Pendant tout le festival, nous avons évoqué ces cinématographies étrangères que Cannes nous donne à voir  et qui permet à ce festival d'être une immense fenêtre ouverte sur des cinématographies originales, plurielles, diverses - et qui nous parviennent ici avec un haut niveau de qualité.

Dans les 21 films qui concurrent dans la compétition officielle pour la Palme d'or, il y a cinq films français (si on annexe le film de Jean-Luc Godard, le Livre d'images, bien que le réalisateur ait la nationalité helvète)

Un quart des films de compétition est français

Cinq films, c'est beaucoup ! C'est une lourde responsabilité d'être à ce point majoritaire par rapport à d'autres cinématographie comme le cinéma américain (qui n'est représenté que par deux films) ou le cinéma asiatique... Il faut que le niveau d'exigence soit, évidemment, très haut.
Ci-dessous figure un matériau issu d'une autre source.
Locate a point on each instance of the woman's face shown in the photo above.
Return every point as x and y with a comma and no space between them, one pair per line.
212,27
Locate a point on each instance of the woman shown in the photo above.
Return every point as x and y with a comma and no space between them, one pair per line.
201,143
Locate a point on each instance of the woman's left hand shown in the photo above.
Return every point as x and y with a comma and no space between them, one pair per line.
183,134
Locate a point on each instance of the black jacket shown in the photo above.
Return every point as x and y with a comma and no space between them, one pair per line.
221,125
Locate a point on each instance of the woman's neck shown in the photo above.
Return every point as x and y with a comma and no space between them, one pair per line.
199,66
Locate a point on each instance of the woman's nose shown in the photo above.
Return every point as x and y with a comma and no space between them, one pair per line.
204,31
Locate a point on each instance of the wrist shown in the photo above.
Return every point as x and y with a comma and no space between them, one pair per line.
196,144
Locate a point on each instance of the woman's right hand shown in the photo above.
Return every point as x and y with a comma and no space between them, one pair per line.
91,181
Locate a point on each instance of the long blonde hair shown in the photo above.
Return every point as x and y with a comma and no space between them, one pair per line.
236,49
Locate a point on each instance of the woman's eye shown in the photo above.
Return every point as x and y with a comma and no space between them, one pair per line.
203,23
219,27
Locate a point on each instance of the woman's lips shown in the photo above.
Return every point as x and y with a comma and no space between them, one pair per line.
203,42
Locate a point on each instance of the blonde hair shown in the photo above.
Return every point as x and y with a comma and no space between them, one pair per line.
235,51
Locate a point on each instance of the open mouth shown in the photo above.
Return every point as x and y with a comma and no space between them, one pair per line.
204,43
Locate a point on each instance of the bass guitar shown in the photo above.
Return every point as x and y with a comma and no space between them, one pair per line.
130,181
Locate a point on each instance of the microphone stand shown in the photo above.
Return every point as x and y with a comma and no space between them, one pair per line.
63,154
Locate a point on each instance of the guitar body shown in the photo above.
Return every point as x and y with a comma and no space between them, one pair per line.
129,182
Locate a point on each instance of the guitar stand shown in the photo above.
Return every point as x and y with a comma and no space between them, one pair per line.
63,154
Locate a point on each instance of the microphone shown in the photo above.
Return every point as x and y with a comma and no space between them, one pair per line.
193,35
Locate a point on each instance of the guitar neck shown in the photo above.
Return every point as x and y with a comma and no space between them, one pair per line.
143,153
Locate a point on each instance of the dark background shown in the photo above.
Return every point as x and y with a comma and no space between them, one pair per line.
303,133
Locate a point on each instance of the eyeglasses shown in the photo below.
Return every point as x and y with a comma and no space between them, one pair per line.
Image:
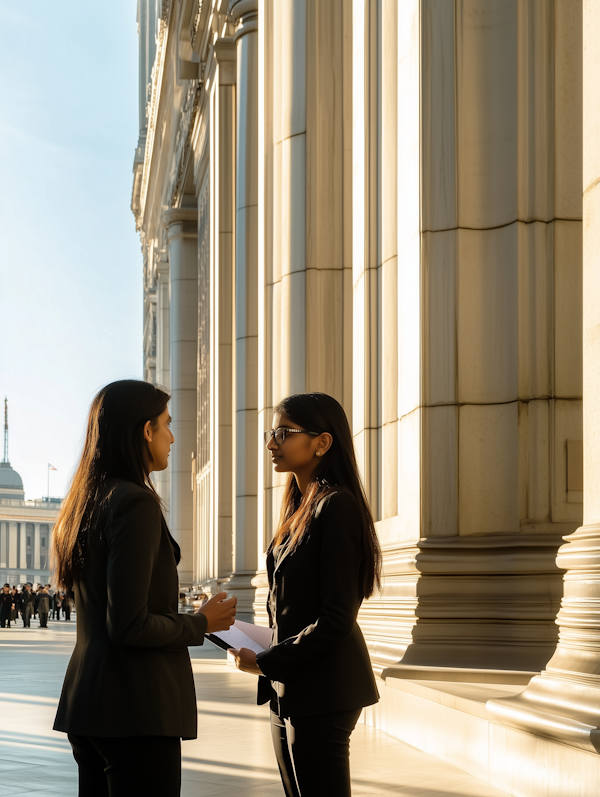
280,433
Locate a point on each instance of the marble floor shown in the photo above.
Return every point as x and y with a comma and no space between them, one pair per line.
232,756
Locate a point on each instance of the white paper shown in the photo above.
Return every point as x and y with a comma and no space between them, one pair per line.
238,636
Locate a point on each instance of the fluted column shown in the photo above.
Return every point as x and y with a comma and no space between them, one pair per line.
245,12
563,702
161,478
182,236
À la fin du festival, on peut faire le bilan. Le moins que l'on puisse dire, c'est qu'il est, à nos yeux en tous cas, contrasté.

Analyse des films français en lice

Un couteau dans le cœur - Yann Gonzalez. On peut légitimement se demander ce qu'il fait en compétition officielle pour la Palme d'or. C'est une aimable petite variation sur un sous genre mineur du cinéma, le film gore et homosexuel dans les années 70. Bien sûr il détectera les amateurs de ce genre-là mais franchement, la Palme d'or a un tel film, ce serait inenvisageable. 
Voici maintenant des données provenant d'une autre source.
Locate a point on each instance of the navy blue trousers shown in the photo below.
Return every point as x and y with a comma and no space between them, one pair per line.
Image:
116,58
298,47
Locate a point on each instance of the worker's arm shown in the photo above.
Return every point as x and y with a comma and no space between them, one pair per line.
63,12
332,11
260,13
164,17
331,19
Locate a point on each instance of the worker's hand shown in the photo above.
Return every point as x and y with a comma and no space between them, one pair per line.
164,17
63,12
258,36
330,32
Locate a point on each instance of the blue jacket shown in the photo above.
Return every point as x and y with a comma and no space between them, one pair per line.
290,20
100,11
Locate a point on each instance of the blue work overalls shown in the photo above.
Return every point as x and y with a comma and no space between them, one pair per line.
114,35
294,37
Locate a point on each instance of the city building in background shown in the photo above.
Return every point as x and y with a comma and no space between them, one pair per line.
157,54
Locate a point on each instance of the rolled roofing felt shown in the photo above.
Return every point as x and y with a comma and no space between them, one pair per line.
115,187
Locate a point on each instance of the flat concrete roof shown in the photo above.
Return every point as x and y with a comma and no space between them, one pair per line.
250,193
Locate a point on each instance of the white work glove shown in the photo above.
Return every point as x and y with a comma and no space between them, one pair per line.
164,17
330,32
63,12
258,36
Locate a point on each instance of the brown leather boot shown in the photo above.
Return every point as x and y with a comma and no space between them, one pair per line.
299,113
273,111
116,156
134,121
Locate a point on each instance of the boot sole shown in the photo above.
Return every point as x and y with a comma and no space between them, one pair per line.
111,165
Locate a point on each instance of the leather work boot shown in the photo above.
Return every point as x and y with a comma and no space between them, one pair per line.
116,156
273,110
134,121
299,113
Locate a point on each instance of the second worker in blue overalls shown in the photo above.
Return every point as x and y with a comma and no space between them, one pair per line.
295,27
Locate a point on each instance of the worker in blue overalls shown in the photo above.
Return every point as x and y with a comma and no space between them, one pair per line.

Les filles du soleil d'Eva Husson. Il y avait là la promesse du film féminin français. De ce point de vue là, le film d'Eva Husson a beaucoup déçu.

En guerre de Stéphane Brisé. Déception là aussi. Le système qui consiste à mélanger à ce point les genres de la fiction et du documentaire, avec des images proches du reportage télévisuel, a trouvé ses limites. 

Jean-Luc Godard. Incontournable. Un peu le chouchou d'une partie de la presse étrangère à Cannes. Après tout, peut-être le retrouvera-t-on demain soir au Palmarès d'une façon ou d'une autre ?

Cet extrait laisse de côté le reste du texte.